A questão social dentro do Centro Espírita é complexa e encontramos aqueles que defendem a ideia de uma caridade assistencialista – filantrópica, voltada à distribuição de “cestas básicas”, roupas e até com cursos profissionalizantes improvisados. Há os que defendem a necessidade da transformação através dos estudos entendendo que não cabe ao Espiritismo o atendimento social, que precisamos transformar o homem moral e espiritualmente através da conscientização de sua imortalidade.

Acreditamos que a Caridade deva transcender o assistencialismo, o que não significa dizer que as casas espíritas deixem de distribuir cestas básicas para aqueles que estão em penúria extrema, mas que não se satisfaçam com isso. Que não utilizem os bens doados para dizer: “somos bons, temos piedade de sua situação e estamos cumprindo com o nosso dever cristão”.

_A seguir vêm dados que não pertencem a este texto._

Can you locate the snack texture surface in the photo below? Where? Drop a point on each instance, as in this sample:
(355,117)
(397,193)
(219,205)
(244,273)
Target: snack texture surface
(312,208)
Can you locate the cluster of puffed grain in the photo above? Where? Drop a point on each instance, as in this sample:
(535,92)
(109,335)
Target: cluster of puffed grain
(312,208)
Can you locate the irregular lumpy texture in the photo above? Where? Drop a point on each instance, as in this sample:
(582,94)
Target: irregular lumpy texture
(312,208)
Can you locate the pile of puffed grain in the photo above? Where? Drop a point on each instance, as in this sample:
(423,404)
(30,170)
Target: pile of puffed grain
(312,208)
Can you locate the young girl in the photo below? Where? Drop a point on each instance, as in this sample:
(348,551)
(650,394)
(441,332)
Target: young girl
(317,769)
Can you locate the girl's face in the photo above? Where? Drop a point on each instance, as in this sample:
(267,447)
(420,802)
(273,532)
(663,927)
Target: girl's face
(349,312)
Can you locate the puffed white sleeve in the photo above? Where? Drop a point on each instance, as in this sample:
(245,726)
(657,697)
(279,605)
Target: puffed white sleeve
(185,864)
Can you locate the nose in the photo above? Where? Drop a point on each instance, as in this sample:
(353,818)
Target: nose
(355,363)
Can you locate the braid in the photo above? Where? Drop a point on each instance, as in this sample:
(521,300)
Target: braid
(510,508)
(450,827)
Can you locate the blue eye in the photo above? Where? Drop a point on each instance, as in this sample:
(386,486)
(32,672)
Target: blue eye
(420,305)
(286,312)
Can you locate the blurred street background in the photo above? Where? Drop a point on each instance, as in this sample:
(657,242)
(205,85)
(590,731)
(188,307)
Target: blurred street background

Acreditamos em uma atuação mais efetiva, que seja capaz de influir nas estruturas sociais e contribuir para a promoção do homem, usando a educação como instrumento de progresso moral e espiritual. Importante ressaltar que educação não significa “doutrinação” religiosa de finais de semana porque como nos diz Herculano Pires, “esta reforma deve ser profunda, não superficial”. Kardec em “O Evangelho Segundo o Espiritismo” no Capítulo XVII, item 11 (FEB), nos diz que a Caridade é a ação mais agradável a Deus. “Mas não dessa caridade fria e egoísta que consiste em espalhar em torno de si a sobra de uma existência nababesca, mas da caridade cheia de amor, que vai ao encontro do infeliz e o levanta sem humilhar…” prossegue ele, “Não repudies as lamentações receando ser enganado, mas vai à fonte do mal. Alivia primeiro, depois informa-te e verifica se o trabalho, os conselhos, mesmo a afeição, não serão mais eficazes que a esmola”.

O Departamento de Assistência e Promoção Social – DAPS está se estruturando para não dar apenas a comida e a roupa necessária para saciar temporariamente a fome e afastar o frio, mas trabalhar principalmente na conscientização do indivíduo como ser eterno, capaz de promover a sua autotransformação social. Levar o atendimento emergencial, mas, acima de tudo, contribuir para a promoção e elevação moral e social do indivíduo e da família, através da EDUCAÇÂO, proporcionando à criança, jovens e adultos, uma formação cultural apoiada na mais positiva e completa base espiritual e ética.